Flores de cannabis deixaram de ser um benefício do seguro de saúde obrigatório nessa data. Quem deseja continuar recebendo-as precisa de uma receita privada e arcar com os custos. Para extratos, dronabinol e nabilone, há também um teste terapêutico de seis meses com um medicamento industrializado aprovado, que deve ser autorizado pela seguradora de saúde.
Associações de cultivo podem distribuir cannabis medicinal?
Não. As associações de cultivo distribuem cannabis exclusivamente para fins recreativos aos seus membros. Cannabis medicinal funciona através de médico e farmácia. Precisamente essa separação é o que a coligação quer ver implementada de forma mais consistente na prática política.
Quando o Bundestag decide sobre a revisão da Lei de Cannabis Medicinal?

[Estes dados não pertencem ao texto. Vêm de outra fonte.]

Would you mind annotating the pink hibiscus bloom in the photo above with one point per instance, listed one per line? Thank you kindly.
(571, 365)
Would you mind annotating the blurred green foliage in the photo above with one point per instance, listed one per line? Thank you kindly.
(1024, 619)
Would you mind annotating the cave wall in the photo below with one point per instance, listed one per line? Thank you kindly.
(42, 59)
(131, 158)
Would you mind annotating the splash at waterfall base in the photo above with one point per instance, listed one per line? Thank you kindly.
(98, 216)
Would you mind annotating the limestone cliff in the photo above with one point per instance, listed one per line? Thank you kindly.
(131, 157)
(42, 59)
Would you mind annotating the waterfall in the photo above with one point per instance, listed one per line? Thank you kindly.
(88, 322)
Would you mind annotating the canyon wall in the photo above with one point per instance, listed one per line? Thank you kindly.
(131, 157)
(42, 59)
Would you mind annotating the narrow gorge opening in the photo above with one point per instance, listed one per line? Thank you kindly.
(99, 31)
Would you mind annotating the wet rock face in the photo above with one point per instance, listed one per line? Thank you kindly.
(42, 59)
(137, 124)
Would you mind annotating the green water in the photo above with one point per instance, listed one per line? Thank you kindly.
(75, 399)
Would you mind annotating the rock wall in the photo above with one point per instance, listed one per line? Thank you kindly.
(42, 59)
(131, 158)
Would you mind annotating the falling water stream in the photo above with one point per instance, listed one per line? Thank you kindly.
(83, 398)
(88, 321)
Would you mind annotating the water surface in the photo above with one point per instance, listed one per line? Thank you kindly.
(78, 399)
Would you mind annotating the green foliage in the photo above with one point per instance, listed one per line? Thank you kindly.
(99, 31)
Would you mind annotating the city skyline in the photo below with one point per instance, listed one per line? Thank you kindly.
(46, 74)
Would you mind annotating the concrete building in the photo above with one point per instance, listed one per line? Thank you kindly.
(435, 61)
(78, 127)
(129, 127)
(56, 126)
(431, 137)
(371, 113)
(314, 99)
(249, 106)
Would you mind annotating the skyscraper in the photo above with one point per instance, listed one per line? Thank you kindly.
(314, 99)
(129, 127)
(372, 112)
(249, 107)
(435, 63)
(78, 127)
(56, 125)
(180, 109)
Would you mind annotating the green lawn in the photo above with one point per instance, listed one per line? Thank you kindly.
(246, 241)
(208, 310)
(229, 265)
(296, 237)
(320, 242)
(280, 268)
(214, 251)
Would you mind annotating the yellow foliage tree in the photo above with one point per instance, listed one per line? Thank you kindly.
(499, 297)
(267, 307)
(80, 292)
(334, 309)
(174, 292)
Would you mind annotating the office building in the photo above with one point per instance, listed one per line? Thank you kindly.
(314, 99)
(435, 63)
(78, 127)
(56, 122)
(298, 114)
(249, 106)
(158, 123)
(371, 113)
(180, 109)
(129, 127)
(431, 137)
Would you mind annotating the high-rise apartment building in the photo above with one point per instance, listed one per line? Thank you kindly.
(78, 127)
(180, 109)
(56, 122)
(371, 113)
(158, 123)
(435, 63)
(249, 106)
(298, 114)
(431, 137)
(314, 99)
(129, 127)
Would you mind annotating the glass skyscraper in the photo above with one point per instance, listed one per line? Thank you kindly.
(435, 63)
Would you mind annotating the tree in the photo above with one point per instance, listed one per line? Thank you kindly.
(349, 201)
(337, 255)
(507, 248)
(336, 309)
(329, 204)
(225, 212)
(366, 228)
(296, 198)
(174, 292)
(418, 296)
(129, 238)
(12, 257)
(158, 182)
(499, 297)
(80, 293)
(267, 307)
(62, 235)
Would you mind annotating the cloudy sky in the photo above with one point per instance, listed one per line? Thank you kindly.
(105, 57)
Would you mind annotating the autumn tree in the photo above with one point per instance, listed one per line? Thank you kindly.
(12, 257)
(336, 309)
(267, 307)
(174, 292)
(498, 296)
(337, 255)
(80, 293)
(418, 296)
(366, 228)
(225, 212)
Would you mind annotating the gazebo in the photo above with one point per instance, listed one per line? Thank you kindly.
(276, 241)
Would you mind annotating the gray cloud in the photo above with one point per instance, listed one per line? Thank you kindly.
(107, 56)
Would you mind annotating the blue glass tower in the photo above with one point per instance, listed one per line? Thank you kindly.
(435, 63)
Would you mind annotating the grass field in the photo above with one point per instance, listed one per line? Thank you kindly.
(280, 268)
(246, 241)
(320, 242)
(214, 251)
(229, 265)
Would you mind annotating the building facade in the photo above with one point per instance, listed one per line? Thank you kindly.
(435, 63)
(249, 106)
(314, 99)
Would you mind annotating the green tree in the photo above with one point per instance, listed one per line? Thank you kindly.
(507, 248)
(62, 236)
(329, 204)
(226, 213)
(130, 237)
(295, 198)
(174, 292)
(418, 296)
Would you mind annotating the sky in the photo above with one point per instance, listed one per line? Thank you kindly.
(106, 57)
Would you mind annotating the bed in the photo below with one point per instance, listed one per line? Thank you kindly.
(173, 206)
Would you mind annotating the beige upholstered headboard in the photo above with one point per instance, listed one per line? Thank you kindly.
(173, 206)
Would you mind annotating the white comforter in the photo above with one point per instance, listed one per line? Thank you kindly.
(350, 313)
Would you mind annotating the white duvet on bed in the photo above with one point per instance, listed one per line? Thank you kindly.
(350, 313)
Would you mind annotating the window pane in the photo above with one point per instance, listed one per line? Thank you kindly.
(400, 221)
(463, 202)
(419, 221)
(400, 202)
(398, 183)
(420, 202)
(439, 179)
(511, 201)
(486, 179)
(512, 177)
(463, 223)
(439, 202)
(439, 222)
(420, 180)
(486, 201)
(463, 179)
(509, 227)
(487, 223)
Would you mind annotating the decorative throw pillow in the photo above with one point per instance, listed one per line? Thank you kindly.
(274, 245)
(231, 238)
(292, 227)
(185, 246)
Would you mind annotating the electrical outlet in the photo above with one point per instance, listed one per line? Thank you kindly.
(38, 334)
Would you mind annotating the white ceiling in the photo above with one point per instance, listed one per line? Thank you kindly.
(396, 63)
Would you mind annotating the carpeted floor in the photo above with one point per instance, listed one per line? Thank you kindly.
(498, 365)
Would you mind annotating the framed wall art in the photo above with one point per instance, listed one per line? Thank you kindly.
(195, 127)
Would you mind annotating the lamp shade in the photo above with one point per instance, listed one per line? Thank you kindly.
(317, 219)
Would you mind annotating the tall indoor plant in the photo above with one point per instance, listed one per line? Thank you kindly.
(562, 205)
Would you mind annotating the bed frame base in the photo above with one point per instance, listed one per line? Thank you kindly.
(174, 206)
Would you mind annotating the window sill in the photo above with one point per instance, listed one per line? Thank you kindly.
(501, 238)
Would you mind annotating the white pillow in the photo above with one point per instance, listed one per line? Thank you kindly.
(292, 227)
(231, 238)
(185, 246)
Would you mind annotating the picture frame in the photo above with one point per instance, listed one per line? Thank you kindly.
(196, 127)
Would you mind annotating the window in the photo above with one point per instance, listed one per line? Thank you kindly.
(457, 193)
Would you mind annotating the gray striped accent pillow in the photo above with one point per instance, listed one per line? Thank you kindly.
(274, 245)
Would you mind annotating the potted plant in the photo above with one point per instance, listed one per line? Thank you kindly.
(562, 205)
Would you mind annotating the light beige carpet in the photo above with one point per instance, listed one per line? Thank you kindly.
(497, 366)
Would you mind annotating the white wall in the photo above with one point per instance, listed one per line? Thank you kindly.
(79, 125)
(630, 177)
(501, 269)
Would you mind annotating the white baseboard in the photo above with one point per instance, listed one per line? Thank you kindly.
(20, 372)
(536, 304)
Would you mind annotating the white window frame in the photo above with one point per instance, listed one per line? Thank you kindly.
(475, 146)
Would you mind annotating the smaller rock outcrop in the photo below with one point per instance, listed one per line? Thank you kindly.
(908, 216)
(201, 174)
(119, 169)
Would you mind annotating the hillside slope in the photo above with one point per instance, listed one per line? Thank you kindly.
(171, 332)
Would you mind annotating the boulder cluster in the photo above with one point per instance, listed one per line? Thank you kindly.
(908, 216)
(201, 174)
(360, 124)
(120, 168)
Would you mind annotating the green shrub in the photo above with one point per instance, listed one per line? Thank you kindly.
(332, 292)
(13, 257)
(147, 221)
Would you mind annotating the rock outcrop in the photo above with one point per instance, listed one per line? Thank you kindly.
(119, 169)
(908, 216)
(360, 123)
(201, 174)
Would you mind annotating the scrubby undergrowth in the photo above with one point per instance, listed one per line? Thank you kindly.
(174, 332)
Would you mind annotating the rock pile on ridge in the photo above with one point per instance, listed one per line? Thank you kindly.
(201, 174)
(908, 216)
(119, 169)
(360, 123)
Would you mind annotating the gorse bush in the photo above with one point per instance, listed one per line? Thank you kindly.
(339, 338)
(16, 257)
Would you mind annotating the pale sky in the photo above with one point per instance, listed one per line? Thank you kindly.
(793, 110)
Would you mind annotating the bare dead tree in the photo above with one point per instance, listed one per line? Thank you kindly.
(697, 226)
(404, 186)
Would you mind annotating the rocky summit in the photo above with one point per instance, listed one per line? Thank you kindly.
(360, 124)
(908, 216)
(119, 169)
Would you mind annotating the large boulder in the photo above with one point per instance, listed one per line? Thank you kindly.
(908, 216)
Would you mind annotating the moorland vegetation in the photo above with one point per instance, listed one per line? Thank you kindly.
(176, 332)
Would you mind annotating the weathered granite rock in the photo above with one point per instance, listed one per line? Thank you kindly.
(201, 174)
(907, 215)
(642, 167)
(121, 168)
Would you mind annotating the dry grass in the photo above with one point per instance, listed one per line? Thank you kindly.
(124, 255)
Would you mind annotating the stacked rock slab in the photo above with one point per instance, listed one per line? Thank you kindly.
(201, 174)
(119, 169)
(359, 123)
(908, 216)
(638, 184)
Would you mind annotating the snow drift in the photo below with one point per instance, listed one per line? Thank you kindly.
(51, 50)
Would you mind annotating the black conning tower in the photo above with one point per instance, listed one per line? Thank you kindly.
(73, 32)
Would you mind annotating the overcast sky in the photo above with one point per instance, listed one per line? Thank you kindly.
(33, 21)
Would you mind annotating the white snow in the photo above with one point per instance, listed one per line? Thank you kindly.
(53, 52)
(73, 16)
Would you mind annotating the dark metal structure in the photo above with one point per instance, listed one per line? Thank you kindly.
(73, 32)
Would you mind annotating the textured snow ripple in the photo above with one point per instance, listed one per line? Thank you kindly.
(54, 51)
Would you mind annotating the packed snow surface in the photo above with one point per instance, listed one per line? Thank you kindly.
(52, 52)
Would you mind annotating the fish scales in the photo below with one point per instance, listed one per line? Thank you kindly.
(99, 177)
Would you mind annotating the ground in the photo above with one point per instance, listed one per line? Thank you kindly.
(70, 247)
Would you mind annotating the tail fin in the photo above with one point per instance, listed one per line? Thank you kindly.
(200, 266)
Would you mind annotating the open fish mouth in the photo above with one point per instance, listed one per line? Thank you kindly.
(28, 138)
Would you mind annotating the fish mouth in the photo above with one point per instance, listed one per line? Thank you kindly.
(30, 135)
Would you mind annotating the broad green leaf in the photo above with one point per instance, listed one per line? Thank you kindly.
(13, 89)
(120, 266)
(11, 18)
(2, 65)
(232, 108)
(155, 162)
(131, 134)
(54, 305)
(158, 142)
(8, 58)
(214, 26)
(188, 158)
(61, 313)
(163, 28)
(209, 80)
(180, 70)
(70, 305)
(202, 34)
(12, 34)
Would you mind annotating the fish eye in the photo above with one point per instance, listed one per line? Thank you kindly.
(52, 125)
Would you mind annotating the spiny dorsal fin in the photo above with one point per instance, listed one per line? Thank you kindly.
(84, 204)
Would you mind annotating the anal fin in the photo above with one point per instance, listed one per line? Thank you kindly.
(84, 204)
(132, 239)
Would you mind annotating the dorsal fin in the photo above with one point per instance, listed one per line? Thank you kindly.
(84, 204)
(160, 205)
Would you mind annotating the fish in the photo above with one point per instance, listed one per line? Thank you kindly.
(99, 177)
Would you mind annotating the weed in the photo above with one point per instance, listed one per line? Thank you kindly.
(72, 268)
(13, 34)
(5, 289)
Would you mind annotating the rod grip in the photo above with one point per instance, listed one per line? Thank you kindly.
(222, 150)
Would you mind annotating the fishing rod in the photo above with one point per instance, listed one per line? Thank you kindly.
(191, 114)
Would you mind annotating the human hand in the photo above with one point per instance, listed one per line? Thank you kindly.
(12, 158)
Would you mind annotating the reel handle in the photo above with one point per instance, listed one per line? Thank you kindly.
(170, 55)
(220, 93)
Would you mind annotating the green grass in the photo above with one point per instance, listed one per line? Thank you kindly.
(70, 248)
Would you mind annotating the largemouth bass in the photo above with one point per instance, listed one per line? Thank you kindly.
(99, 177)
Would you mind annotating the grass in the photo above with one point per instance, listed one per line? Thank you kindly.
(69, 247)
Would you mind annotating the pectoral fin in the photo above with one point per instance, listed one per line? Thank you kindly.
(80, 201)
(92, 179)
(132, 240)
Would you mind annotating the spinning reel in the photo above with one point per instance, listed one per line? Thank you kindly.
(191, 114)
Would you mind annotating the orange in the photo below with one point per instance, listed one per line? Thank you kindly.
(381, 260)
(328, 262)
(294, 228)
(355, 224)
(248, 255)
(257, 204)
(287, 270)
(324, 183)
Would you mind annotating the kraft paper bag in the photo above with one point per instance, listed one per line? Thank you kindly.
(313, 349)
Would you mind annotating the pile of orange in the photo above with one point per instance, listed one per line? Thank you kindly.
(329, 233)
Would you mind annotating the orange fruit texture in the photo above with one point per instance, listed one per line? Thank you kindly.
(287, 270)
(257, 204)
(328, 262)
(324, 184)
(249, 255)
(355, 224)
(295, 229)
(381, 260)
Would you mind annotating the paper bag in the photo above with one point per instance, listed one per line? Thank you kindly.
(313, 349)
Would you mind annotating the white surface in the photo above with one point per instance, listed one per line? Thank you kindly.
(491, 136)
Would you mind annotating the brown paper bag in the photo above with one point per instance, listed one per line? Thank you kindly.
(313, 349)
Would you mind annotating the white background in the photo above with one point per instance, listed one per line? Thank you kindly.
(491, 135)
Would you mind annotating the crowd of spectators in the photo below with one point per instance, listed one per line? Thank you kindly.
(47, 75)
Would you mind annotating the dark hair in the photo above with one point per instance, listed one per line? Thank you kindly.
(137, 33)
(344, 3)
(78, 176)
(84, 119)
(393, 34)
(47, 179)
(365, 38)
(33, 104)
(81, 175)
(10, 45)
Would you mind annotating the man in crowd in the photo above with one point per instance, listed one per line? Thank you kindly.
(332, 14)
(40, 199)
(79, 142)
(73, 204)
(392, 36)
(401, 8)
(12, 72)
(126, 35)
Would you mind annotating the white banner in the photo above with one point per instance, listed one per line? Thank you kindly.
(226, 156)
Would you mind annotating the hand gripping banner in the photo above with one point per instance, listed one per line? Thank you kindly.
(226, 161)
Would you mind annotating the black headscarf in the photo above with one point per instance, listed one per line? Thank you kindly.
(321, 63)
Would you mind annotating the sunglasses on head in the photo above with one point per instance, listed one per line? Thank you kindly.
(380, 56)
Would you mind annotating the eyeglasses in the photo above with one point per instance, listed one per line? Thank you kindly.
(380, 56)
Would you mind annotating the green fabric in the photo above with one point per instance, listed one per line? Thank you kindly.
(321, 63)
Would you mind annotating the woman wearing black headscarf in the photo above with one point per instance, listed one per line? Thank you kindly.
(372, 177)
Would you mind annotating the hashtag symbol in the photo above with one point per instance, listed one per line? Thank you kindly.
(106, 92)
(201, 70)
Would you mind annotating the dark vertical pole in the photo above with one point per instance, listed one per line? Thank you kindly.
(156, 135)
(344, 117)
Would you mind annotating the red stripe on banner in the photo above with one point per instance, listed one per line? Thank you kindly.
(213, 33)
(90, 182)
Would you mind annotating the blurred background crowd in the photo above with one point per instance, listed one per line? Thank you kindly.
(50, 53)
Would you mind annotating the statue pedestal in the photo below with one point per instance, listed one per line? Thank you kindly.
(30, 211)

Não há data marcada. O projeto está na Comissão de Saúde desde a primeira leitura em dezembro de 2025, a votação foi adiada várias vezes. Observadores calculam uma decisão no mínimo para o final do outono de 2026.
Fontes: Cannabis Anbauvereinigungen Deutschlands (CAD), carta conjunta de mais de 100 associações de cultivo autorizadas de 7 de julho de 2026; Boletim Federal Legislativo 2026 I Nº 228 (Lei de Estabilização de Contribuições do GKV); Impressão do Bundestag 21/3061 (Projeto da Primeira Lei de Alteração da Lei de Cannabis Medicinal).